Cluster Headaches
Earlier this year we wrote about the consequences of putting all one’s eggs into one (or two) baskets. There were 45 Class I railroads in the U.S. prior to deregulation by Congress in 1980, we recalled, but now, because of mergers and acquisitions, there are just seven, and only the Union Pacific and Burlington Northern Santa Fe operate west of the Mississippi. We had a look at some of the results of this ill-advised consolidation in yesterday’s commentary, and in previous ones as well.
• Just days ago, Houston’s Mayor Bill White bluntly summed up the difficulties in his region by stating that railroads have become arrogant and don’t give a darn.
• Up in Oregon, Monica Isbell, a transportation consultant based in Portland, conducted a survey of 21 Oregon companies dependent upon rail service, and revealed that all but one of the companies experienced problems with railroads. These problems were described as “severe, long-standing and persistent”, and to make matters worse, the railroads were unresponsive in solving these problems. “Most of these companies feel powerless to change the situation,” she said, “and they’re afraid to complain for fear it could jeopardize further their already substandard service.”
• Victor Sandoval owns a restaurant in Pomona, California. “It’s hard to create a nice atmosphere with mile-long trains rumbling by outside,” he said. And there are deliveries that show up late because trucks got caught at crossings, he added. “Each morning we come in and sweep up the mortar that fell from the bricks in this building because it gets shaken all night long by the trains,” he complains.
• Sharon Neely, a spokesperson for the Alameda Corridor East project, claims that railroads are an obstacle and that they’ve have historically tended to wield power with arrogance. She cited the law giving a privileged position to railroads by limiting their costs to just 5% for the construction of city grade separations to ease traffic, placing the remainder of the financial burden on the shoulders of the aggrieved communities.

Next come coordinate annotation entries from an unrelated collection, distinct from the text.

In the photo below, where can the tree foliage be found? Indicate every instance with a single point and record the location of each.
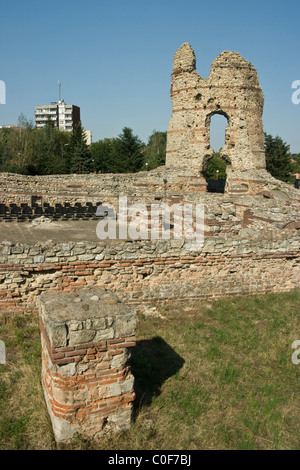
(155, 152)
(216, 167)
(278, 157)
(50, 151)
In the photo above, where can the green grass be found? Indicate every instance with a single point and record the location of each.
(208, 375)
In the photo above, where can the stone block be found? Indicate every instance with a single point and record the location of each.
(86, 374)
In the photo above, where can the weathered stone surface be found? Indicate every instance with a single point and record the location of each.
(86, 375)
(232, 90)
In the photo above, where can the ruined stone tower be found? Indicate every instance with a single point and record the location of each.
(232, 90)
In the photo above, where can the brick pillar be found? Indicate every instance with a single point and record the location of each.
(86, 339)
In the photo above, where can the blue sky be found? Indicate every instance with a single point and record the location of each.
(115, 58)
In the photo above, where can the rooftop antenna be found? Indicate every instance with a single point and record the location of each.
(59, 90)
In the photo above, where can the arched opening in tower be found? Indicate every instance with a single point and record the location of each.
(215, 164)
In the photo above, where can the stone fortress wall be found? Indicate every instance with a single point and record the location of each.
(251, 231)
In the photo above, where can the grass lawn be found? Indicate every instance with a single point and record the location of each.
(208, 375)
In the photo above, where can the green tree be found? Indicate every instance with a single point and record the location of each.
(155, 152)
(102, 155)
(216, 166)
(79, 152)
(50, 150)
(127, 152)
(278, 157)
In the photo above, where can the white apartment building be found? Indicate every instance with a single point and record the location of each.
(64, 116)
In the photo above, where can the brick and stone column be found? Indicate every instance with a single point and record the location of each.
(86, 339)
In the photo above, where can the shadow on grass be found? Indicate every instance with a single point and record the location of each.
(152, 363)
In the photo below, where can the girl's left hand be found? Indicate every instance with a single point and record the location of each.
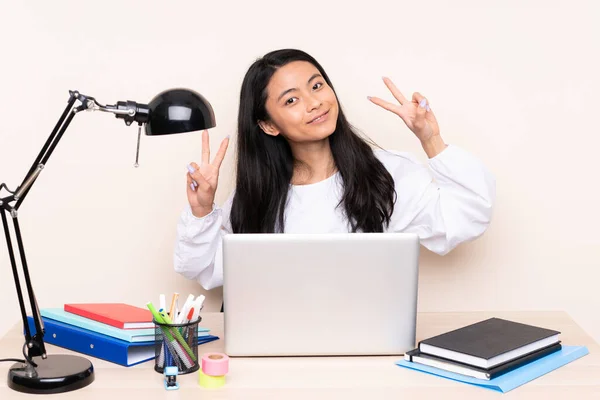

• Then there’s Fred Arm, a retired attorney residing in Richmond, California. Night after night, he bolts upright in bed and sits there wondering what it was that awakened him. Then the train whistle sounds again, and now he knows. “It’s every day and every night,” says Arm, who lives in a city sliced and diced daily by as many as 70 trains. “They blow the horn when they back up, they blow it when they go forward. It never ends.”
The railroads make no apologies for these disruptions. “We were here first,” is their claim.
Sharon Neely disagrees. “Yes, the railroads were here for 100 years and cities developed around them … but they weren’t carrying 90 trains a day and blocking intersections for 20 minutes.”
[Mayor White is correct. They’re ‘arrogant’, alright. And privileged. And powerful. And rich.]